A study from the University of Cambridge in the UK, has found that drinking moderate amounts of wine, beer or hard alcohol is associated with better blood glucose (sugar) control among healthy adults, particularly women.
The researchers used hemoglobin A1C (HbA1c), a test that measures a person's average blood sugar over the past 2 to 3 months. High blood sugar over the long term among non-diabetic people, as measured by HbA1c, has been linked to an increased risk of death from all causes as well as death from heart and blood vessel disease. High HbA1c levels can also indicate an increased risk of developing type 2 diabetes.
Women who drank any kind of alcohol had lower HbA1c, regardless of their body mass index (BMI).
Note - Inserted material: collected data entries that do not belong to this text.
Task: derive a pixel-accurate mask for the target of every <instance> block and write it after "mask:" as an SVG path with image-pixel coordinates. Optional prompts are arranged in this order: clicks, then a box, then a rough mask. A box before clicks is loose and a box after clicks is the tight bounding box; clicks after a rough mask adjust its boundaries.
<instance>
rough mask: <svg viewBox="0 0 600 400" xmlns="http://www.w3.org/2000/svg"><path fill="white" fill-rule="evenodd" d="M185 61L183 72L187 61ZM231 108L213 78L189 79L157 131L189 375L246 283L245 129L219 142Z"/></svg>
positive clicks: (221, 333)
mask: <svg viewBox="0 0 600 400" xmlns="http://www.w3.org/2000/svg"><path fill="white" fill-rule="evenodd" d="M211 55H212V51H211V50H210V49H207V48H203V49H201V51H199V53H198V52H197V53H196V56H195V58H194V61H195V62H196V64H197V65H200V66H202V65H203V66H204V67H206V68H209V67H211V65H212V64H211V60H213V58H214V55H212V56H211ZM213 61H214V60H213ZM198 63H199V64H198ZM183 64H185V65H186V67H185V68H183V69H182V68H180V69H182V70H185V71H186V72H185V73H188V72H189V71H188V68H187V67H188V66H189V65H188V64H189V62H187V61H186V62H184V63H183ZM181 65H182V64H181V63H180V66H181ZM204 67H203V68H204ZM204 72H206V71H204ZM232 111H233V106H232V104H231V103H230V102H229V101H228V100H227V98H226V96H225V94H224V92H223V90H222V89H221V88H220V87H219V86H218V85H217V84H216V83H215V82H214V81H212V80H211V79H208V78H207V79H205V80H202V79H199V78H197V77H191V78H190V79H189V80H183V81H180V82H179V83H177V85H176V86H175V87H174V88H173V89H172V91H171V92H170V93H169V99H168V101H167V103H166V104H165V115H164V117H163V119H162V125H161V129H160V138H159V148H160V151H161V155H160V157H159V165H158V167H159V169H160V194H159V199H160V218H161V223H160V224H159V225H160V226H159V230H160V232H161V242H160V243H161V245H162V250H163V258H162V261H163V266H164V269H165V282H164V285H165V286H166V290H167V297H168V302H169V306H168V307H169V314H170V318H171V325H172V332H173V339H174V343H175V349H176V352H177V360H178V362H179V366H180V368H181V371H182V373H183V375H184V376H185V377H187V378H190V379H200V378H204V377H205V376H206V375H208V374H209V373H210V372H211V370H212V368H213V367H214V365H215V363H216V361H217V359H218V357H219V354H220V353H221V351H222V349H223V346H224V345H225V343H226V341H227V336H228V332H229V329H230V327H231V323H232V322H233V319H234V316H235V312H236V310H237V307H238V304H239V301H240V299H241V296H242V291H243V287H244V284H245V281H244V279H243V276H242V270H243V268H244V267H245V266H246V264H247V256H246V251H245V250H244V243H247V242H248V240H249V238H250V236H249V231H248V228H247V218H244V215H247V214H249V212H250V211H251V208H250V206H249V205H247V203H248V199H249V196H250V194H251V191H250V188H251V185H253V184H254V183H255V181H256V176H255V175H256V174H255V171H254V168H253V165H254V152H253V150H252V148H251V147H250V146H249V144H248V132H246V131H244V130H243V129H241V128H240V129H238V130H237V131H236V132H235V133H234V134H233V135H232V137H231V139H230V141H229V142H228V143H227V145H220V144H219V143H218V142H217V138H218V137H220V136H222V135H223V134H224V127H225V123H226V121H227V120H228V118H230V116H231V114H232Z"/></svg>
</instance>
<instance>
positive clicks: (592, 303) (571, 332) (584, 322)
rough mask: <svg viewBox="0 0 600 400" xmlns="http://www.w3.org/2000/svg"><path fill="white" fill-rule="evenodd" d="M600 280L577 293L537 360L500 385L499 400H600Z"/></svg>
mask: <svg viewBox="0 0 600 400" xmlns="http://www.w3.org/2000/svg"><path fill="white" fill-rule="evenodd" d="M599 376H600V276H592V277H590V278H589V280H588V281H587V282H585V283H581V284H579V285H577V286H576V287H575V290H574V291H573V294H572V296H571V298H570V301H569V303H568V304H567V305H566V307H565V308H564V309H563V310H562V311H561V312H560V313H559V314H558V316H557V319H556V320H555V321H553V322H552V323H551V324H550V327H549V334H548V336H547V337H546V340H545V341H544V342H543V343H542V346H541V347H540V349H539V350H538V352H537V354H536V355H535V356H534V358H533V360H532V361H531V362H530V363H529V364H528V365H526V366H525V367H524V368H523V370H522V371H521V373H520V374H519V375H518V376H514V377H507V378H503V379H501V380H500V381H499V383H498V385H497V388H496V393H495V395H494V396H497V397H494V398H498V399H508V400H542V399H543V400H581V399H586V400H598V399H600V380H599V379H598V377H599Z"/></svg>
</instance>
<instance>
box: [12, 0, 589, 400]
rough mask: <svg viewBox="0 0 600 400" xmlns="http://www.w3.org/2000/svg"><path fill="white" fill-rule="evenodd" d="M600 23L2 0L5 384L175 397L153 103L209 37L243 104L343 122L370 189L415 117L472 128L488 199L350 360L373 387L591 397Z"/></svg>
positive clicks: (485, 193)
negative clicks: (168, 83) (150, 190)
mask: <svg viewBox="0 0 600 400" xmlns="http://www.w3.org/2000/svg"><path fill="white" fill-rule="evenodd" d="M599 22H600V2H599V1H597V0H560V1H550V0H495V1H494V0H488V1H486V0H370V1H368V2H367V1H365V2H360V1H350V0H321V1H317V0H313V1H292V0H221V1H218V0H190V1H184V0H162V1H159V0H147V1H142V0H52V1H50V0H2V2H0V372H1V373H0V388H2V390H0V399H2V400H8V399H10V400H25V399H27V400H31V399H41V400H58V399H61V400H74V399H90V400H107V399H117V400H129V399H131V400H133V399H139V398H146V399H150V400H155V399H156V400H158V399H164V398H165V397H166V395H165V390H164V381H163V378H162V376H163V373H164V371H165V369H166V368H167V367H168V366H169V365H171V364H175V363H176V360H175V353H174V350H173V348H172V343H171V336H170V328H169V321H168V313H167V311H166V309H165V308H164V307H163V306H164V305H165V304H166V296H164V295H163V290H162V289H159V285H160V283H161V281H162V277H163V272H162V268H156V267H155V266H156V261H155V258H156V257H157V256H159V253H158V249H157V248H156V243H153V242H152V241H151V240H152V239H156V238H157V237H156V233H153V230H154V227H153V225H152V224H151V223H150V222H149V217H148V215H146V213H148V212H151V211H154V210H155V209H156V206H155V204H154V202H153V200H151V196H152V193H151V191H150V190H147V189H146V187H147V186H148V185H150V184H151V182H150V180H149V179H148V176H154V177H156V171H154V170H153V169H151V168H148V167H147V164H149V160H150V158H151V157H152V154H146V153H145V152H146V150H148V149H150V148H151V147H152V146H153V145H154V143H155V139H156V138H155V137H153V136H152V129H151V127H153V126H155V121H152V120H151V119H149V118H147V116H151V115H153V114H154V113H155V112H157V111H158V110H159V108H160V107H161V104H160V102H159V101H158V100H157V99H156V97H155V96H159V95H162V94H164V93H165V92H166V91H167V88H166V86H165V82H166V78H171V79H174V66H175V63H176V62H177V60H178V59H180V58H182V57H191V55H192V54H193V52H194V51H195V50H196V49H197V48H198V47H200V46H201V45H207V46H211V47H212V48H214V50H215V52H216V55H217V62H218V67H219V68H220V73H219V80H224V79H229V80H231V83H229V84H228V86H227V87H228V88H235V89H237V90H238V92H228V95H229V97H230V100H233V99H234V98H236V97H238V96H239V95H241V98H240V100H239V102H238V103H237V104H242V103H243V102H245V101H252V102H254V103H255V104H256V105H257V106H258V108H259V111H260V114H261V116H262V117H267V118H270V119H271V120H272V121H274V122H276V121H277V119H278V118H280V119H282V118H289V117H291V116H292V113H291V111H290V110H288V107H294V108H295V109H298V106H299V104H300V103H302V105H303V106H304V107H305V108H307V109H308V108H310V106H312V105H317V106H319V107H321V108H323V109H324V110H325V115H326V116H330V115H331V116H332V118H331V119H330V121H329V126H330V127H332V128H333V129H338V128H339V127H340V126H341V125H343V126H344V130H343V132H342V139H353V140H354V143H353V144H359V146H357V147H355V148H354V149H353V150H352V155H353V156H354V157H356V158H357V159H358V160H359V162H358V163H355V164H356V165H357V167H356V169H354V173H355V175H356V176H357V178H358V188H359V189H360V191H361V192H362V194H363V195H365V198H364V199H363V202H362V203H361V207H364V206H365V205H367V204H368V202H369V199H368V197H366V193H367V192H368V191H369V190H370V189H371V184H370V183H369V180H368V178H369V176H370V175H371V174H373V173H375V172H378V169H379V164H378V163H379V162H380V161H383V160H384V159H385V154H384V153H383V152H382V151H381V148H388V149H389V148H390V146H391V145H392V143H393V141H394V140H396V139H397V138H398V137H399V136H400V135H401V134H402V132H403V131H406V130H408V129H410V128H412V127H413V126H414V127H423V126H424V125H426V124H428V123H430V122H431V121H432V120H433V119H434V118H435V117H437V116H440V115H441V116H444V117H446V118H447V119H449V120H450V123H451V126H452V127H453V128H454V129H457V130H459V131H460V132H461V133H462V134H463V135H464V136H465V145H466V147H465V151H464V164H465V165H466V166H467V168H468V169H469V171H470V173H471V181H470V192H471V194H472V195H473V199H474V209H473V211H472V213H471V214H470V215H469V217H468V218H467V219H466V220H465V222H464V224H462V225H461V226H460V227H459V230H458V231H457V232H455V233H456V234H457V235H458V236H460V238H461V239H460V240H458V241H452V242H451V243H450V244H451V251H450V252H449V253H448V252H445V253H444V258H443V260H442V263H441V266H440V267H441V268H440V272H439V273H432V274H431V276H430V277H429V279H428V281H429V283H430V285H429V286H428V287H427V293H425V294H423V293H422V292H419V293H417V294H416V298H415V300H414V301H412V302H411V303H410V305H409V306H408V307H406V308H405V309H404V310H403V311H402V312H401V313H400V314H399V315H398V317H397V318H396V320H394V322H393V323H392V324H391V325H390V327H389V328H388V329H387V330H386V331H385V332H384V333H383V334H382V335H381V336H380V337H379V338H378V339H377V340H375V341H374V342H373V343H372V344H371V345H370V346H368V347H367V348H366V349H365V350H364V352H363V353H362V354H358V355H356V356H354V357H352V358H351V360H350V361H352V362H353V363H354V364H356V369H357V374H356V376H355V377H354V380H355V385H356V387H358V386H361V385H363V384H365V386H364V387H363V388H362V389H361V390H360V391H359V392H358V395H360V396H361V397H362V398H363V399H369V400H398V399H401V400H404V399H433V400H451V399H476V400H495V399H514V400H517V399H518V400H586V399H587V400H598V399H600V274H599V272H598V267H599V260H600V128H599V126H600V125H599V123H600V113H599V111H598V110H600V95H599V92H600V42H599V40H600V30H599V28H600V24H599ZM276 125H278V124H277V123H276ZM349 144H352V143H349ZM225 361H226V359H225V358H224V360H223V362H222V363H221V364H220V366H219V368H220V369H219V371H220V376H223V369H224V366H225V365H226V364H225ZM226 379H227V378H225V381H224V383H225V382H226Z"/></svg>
BMI is a measure of a person's weight in relation to their height and is used to gauge obesity. In men, however, only wine was associated with healthier blood glucose levels. The researchers suggest that lifestyle and personality traits associated with wine drinking may account for the finding, as previous studies have linked beer drinking among men to smoking, hostility and a less healthy diet.
Drinking wine, on the other hand, is associated with healthy lifestyle behaviors such as not smoking and avoiding obesity, as well as a higher level of education. Wine also tends to be consumed with meals, which would blunt the effects of alcohol on the body.
Whatever the reason, the results support those of previous studies and "provide further evidence that moderate alcohol consumption may be one component of a healthy lifestyle," said the scientists.